Pour comprendre cette motivation, nous avons repris son parcours depuis le début. Après une enfance en mouvement, Alexia Rey a rejoint Paris pour intégrer Sciences po : 

« J'ai grandi en France, dans plusieurs endroits : je suis née dans le Sud, puis j’ai vécu en Bretagne, en Île de France, à l'Île Maurice… Après mon bac, je suis partie étudier à Sciences po. Au début, cette école m'intéressait pour le journalisme. Je souhaitais rencontrer des gens, comprendre leurs histoires, les raconter. 

Lors de mon passage à Sciences Po, j’ai aussi découvert l'entrepreneuriat et le monde de l’entreprise à impact. Ça m'a beaucoup plu. En parallèle, j'ai eu des expériences dans le conseil auprès d'acteurs de l'économie sociale et solidaire, en finance, en banque… J’ai toujours eu des expériences avec une dimension d'engagement social ou environnemental. » 

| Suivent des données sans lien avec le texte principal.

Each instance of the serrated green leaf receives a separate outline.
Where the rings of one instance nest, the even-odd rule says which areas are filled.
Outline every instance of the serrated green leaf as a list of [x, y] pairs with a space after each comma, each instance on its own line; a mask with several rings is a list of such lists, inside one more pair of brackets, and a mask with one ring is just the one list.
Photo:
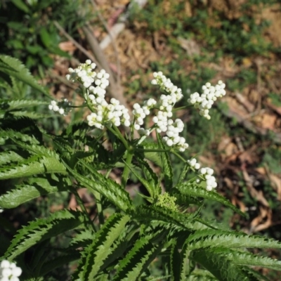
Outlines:
[[3, 138], [4, 140], [10, 138], [15, 141], [15, 140], [21, 140], [25, 144], [39, 145], [39, 142], [33, 136], [27, 135], [14, 130], [1, 130], [0, 129], [0, 138]]
[[162, 244], [154, 246], [146, 237], [140, 238], [125, 258], [120, 261], [113, 280], [137, 280], [162, 247]]
[[190, 235], [185, 242], [190, 249], [206, 247], [229, 248], [277, 248], [281, 243], [272, 239], [257, 235], [247, 235], [243, 233], [218, 230], [199, 230]]
[[25, 13], [28, 13], [30, 9], [27, 5], [22, 0], [11, 0], [11, 2], [14, 4], [19, 9], [23, 11]]
[[45, 261], [40, 269], [39, 275], [44, 276], [55, 268], [65, 265], [68, 266], [70, 263], [77, 261], [81, 258], [81, 254], [78, 251], [70, 251], [67, 249], [65, 251], [67, 251], [65, 254], [60, 255], [51, 261]]
[[[159, 149], [159, 145], [157, 143], [148, 143], [148, 142], [143, 142], [140, 147], [143, 149], [147, 150], [157, 150]], [[162, 168], [162, 162], [161, 159], [161, 155], [159, 152], [143, 152], [144, 158], [147, 159], [148, 160], [151, 161], [153, 163], [155, 163], [157, 166], [160, 168]]]
[[214, 248], [214, 253], [226, 256], [235, 264], [240, 266], [262, 266], [275, 270], [281, 270], [281, 261], [273, 259], [267, 256], [257, 256], [254, 254], [242, 251], [234, 251], [229, 248]]
[[195, 184], [190, 183], [181, 183], [176, 186], [181, 193], [194, 196], [195, 197], [203, 197], [206, 199], [209, 199], [210, 200], [218, 202], [223, 205], [228, 207], [233, 211], [240, 214], [243, 216], [247, 216], [245, 214], [241, 211], [239, 209], [237, 209], [235, 206], [234, 206], [231, 202], [225, 198], [223, 196], [221, 196], [216, 191], [208, 191], [206, 189], [197, 186]]
[[28, 117], [30, 119], [37, 119], [42, 118], [52, 118], [53, 115], [44, 115], [37, 112], [28, 112], [28, 111], [12, 111], [10, 112], [13, 116], [22, 116], [24, 117]]
[[0, 107], [6, 110], [14, 110], [25, 107], [39, 105], [46, 105], [49, 103], [39, 100], [25, 100], [23, 98], [16, 100], [0, 100]]
[[15, 208], [18, 205], [47, 194], [67, 191], [72, 188], [70, 183], [64, 181], [60, 177], [59, 181], [48, 180], [44, 178], [35, 178], [33, 184], [17, 185], [6, 194], [0, 196], [0, 207], [4, 209]]
[[[0, 100], [0, 108], [5, 109], [5, 110], [15, 110], [21, 108], [31, 107], [39, 105], [46, 105], [49, 103], [44, 100]], [[13, 112], [15, 113], [15, 112]]]
[[30, 71], [18, 59], [8, 55], [0, 55], [0, 71], [48, 96], [44, 89], [31, 75]]
[[170, 254], [171, 281], [181, 280], [181, 266], [182, 263], [181, 256], [176, 240], [172, 243]]
[[81, 176], [72, 169], [66, 163], [67, 170], [82, 185], [90, 190], [98, 191], [121, 210], [126, 212], [133, 209], [131, 200], [121, 185], [110, 178], [105, 178], [98, 173], [90, 164], [79, 160], [81, 164], [91, 171], [93, 179]]
[[77, 249], [81, 247], [86, 247], [93, 241], [95, 233], [91, 229], [85, 229], [77, 233], [70, 242], [70, 248]]
[[55, 157], [32, 156], [18, 164], [0, 169], [0, 179], [22, 178], [45, 173], [66, 174], [66, 168]]
[[145, 187], [152, 199], [155, 200], [161, 194], [161, 188], [159, 183], [158, 177], [150, 168], [148, 163], [143, 160], [141, 155], [136, 153], [135, 156], [140, 163], [140, 167], [142, 169], [145, 178], [136, 173], [133, 170], [133, 166], [130, 169], [140, 183]]
[[191, 258], [207, 269], [218, 280], [259, 281], [249, 277], [238, 266], [211, 251], [200, 249], [192, 251]]
[[[162, 139], [158, 133], [157, 133], [157, 136], [160, 148], [163, 150], [165, 149]], [[170, 157], [166, 152], [161, 152], [160, 154], [162, 163], [162, 174], [164, 174], [164, 180], [165, 183], [165, 190], [166, 191], [169, 191], [173, 188], [173, 169], [171, 168]]]
[[185, 178], [186, 174], [188, 173], [188, 170], [190, 169], [190, 165], [188, 163], [185, 163], [185, 166], [181, 171], [180, 176], [178, 176], [178, 182], [177, 182], [177, 185], [180, 185], [182, 183]]
[[83, 270], [84, 280], [95, 280], [103, 261], [113, 251], [112, 244], [124, 231], [129, 220], [129, 216], [115, 214], [110, 217], [96, 233], [93, 243], [87, 248], [88, 254]]
[[174, 223], [184, 228], [186, 228], [189, 222], [194, 221], [197, 216], [197, 212], [188, 214], [182, 214], [154, 205], [138, 206], [134, 214], [134, 217], [140, 221], [159, 220]]
[[58, 211], [48, 218], [33, 221], [18, 230], [5, 254], [5, 258], [13, 260], [38, 242], [74, 229], [84, 221], [81, 212], [72, 210]]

Puis, c’est une expérience en start-up qui va marquer un tournant majeur dans la carrière d’Alexia Rey : 

« J’ai ensuite travaillé dans une start up en crowdfunding qui proposait le financement participatif en equity à des projets d'entreprises. À force de voir des nouvelles entreprises, d'accompagner des entrepreneurs dans des phases importantes de leur développement, j’ai commencé à vouloir moi aussi me lancer. 

Simultanément, j’ai constaté qu'était née dans ma vie professionnelle une sensibilité écologique, comme dans ma vie privée, puisque j'approchais de la trentaine, et je crois que c’est un cap lors duquel il y a une prise de conscience de l'urgence des enjeux climatiques. De là est née l'envie de m'investir. 

Avant, je voulais faire du journalisme, raconter des histoires, mais au fil du temps, j'ai plutôt eu envie de m'impliquer et d'être actrice face aux défis environnementaux qui nous attendent. »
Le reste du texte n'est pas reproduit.